Please keep us informed. I would like to know how these Silentarmor A/T's do aired down and in offroad conditions. I am thinking of getting these same tires in 35ö.
So far I can report being very pleased with these Goodyear Wrangler Silentarmor A/T in the 'E' load rating (that is, much higher than intended).
They handle well in the city; feel relatively stiff, never squeal, maybe a little more vibration over terrible pavement. The shop left them inflated to 38psi all around, and on the highway they seemed quite comfortable like that for a few hundred miles.
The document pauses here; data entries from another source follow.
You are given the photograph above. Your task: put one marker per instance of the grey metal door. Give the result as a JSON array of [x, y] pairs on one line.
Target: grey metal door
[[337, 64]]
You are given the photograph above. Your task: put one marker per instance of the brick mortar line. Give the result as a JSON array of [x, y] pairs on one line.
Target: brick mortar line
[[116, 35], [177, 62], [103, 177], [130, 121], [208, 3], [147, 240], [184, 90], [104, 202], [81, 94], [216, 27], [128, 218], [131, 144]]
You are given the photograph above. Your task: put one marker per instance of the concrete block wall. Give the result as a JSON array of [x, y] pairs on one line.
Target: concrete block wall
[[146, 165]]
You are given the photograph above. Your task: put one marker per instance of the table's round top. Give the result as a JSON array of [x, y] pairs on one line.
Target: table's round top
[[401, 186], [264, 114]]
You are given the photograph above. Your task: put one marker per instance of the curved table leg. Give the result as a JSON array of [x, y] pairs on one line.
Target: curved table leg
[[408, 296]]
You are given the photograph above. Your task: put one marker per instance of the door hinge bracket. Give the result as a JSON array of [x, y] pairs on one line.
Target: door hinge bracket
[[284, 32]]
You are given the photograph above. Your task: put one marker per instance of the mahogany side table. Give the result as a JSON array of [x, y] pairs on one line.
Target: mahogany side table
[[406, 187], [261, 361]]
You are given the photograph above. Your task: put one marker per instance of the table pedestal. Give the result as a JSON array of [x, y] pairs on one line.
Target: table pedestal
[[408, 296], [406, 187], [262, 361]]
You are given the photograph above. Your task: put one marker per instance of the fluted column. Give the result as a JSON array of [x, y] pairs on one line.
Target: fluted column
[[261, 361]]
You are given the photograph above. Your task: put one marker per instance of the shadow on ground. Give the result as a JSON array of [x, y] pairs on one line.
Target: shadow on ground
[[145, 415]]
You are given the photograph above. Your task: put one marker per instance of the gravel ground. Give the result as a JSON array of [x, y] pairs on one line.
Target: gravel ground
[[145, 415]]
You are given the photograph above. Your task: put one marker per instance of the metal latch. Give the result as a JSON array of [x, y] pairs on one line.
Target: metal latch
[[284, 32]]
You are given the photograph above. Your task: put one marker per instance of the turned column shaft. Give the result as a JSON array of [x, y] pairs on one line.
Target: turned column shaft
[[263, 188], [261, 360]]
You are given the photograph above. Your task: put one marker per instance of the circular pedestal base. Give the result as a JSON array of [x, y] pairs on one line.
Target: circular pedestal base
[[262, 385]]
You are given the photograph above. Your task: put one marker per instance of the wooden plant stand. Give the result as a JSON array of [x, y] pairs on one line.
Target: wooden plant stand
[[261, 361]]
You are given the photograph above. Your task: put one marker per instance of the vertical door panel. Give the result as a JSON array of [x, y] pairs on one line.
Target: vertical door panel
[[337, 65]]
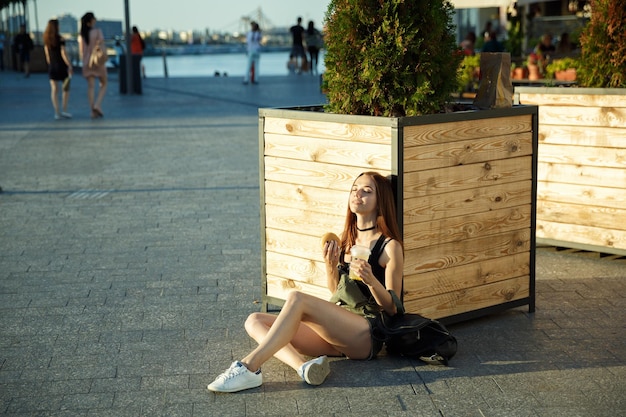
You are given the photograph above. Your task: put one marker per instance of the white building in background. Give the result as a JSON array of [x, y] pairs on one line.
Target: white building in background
[[68, 25]]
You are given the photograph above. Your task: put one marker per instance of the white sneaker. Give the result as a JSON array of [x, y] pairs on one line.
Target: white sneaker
[[315, 371], [236, 378]]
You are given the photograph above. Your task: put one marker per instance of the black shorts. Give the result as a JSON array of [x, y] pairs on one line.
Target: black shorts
[[377, 345]]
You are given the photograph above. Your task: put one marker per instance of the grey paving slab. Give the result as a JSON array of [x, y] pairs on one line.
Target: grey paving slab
[[130, 257]]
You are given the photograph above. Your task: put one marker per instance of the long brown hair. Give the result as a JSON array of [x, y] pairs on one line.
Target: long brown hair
[[386, 220], [51, 35]]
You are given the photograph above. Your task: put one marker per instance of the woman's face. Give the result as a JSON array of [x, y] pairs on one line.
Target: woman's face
[[363, 195]]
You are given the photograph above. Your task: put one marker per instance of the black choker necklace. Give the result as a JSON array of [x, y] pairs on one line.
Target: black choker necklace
[[366, 229]]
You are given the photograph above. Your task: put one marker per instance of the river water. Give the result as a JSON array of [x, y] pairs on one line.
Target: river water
[[233, 64]]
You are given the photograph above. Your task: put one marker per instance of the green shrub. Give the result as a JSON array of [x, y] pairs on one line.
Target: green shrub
[[561, 64], [390, 57], [603, 46]]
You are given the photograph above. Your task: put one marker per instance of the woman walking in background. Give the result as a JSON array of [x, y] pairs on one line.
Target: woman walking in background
[[90, 37], [137, 46], [253, 40], [314, 42], [59, 68]]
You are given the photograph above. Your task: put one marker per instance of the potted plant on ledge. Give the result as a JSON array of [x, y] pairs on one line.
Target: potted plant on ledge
[[581, 190], [464, 177]]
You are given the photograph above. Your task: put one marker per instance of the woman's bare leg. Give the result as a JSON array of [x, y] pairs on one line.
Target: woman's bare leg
[[103, 88], [91, 85], [259, 324], [342, 330], [65, 98], [54, 96]]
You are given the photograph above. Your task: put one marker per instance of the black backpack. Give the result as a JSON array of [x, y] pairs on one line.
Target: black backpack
[[416, 336]]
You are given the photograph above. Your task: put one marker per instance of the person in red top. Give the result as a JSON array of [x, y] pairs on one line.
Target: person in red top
[[137, 45]]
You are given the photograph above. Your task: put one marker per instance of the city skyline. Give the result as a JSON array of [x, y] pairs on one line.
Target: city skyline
[[187, 15]]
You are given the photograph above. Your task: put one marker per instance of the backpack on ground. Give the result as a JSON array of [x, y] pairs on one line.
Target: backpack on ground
[[416, 336]]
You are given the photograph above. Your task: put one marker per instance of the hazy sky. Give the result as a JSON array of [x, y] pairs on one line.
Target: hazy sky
[[216, 15]]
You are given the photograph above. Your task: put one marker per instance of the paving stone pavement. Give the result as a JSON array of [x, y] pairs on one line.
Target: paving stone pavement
[[130, 257]]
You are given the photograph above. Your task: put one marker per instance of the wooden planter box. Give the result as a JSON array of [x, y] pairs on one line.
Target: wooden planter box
[[465, 197], [581, 189]]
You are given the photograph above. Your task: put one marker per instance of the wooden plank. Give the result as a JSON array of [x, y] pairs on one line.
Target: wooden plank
[[280, 288], [586, 215], [319, 200], [465, 177], [455, 229], [297, 269], [586, 235], [442, 281], [462, 301], [474, 200], [340, 152], [574, 100], [605, 137], [294, 244], [450, 255], [302, 221], [582, 116], [458, 131], [328, 130], [581, 194], [583, 155], [420, 158], [314, 174], [582, 175]]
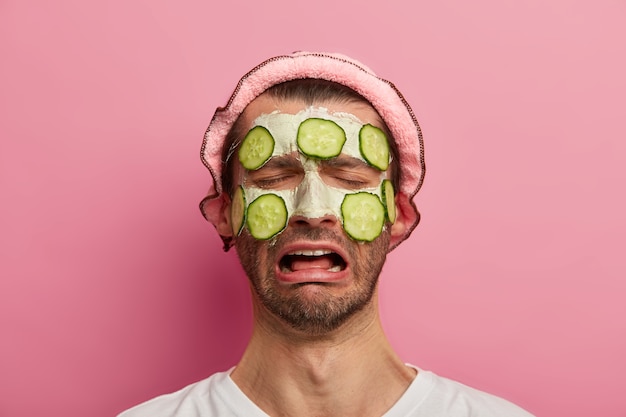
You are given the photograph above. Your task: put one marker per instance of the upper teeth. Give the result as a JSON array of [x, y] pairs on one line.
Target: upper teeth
[[317, 252]]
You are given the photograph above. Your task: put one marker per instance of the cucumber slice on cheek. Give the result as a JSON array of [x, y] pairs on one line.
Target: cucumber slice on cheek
[[320, 138], [256, 148], [266, 216], [363, 216]]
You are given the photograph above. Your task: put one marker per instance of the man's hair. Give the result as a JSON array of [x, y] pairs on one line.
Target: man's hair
[[311, 91]]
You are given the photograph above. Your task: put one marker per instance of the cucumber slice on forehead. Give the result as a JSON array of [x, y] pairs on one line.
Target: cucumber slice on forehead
[[363, 216], [320, 138], [374, 146], [238, 210], [266, 216], [389, 200], [256, 148]]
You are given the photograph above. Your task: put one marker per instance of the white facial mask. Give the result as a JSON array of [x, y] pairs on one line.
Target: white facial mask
[[312, 197]]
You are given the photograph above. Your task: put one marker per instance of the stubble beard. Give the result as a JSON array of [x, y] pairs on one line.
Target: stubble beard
[[322, 312]]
Off-road, in Mojave NP, they were just great. I aired down to 25, then 20psi for the rougher stuff. Finally got the T well and truely stuck: over a diagonal rut in the trail, I got the FR wheel a good 6" off the ground, and the BL unladen as well, with the truck tilted to the left. Without lockers, she was going nowhere. I aired down to perhaps 16psi, and the tires sagged nicely, but couldn't get enough traction in the LR even with many handfuls of gravel. Much of the weight was on the FL tire, which was squished out but seemed to bear it well. As night was falling, finally got enough tree branches under the FR, and the front axle pulled her out. After some more rockcrawling on the trip, I saw very little evidence of damage on the sidewalls, unlike the old off-brand ones which got beat up.
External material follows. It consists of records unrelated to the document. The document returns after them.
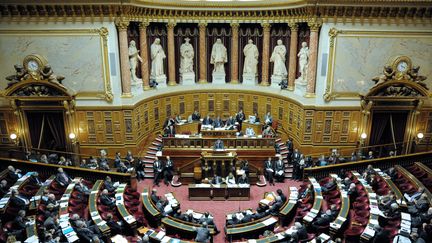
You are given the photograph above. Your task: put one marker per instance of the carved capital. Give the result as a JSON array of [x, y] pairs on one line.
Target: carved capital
[[122, 24], [144, 25], [171, 25], [266, 27], [293, 26], [314, 25]]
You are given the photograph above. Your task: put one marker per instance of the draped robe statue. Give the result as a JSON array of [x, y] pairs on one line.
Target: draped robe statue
[[186, 57], [157, 57], [133, 61], [251, 59], [278, 59], [219, 57]]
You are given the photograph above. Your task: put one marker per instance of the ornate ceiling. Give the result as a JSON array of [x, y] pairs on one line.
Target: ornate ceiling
[[222, 10]]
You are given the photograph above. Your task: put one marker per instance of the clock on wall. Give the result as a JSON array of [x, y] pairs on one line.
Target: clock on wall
[[34, 63]]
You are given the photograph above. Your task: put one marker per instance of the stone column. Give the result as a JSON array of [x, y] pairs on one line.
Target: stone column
[[265, 54], [293, 55], [313, 52], [124, 58], [144, 55], [202, 53], [234, 53], [171, 54]]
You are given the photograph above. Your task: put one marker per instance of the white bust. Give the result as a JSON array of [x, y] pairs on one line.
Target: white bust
[[278, 58], [251, 58], [133, 60], [303, 56], [186, 57], [218, 57], [157, 57]]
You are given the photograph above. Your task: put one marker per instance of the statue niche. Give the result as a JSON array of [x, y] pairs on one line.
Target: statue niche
[[399, 79]]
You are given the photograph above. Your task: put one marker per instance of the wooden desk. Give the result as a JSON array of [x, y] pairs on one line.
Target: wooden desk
[[35, 200], [187, 128], [127, 217], [150, 211], [66, 228], [340, 220], [253, 230], [185, 229], [373, 202], [4, 202], [318, 199], [287, 210], [205, 192], [94, 213]]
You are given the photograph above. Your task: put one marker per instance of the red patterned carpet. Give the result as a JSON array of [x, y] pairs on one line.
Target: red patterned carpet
[[217, 208]]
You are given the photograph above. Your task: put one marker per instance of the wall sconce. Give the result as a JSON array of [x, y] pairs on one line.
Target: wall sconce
[[363, 137], [14, 138], [72, 137], [419, 137]]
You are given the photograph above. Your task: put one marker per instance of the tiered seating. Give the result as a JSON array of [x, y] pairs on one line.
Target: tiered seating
[[150, 156], [359, 213], [343, 205], [93, 209], [284, 152]]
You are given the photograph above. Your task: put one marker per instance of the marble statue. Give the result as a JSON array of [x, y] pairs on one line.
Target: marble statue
[[157, 58], [219, 57], [186, 57], [303, 56], [251, 58], [278, 59], [133, 61]]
Even aired back up to barely 25psi, there was very little heating/pressure rise on the highway to a gas station with an air pump. From an amateur perspective, these tires seem great: good city, fine highway, excellent traction offroad, very tough, able to handle a huge pressure range: low pressure, sidewall supported, sagging nicely, and are rated to carry some rediculous amount of weight at like 45psi. The accidental 'E' load rating doesn't seem to have been a problem at all on the T-100.
I can't say how they'd be in mud, but for SoCal mountains and deserts (and there's that M+S snowflake rating to boot), seem like an excellent choice.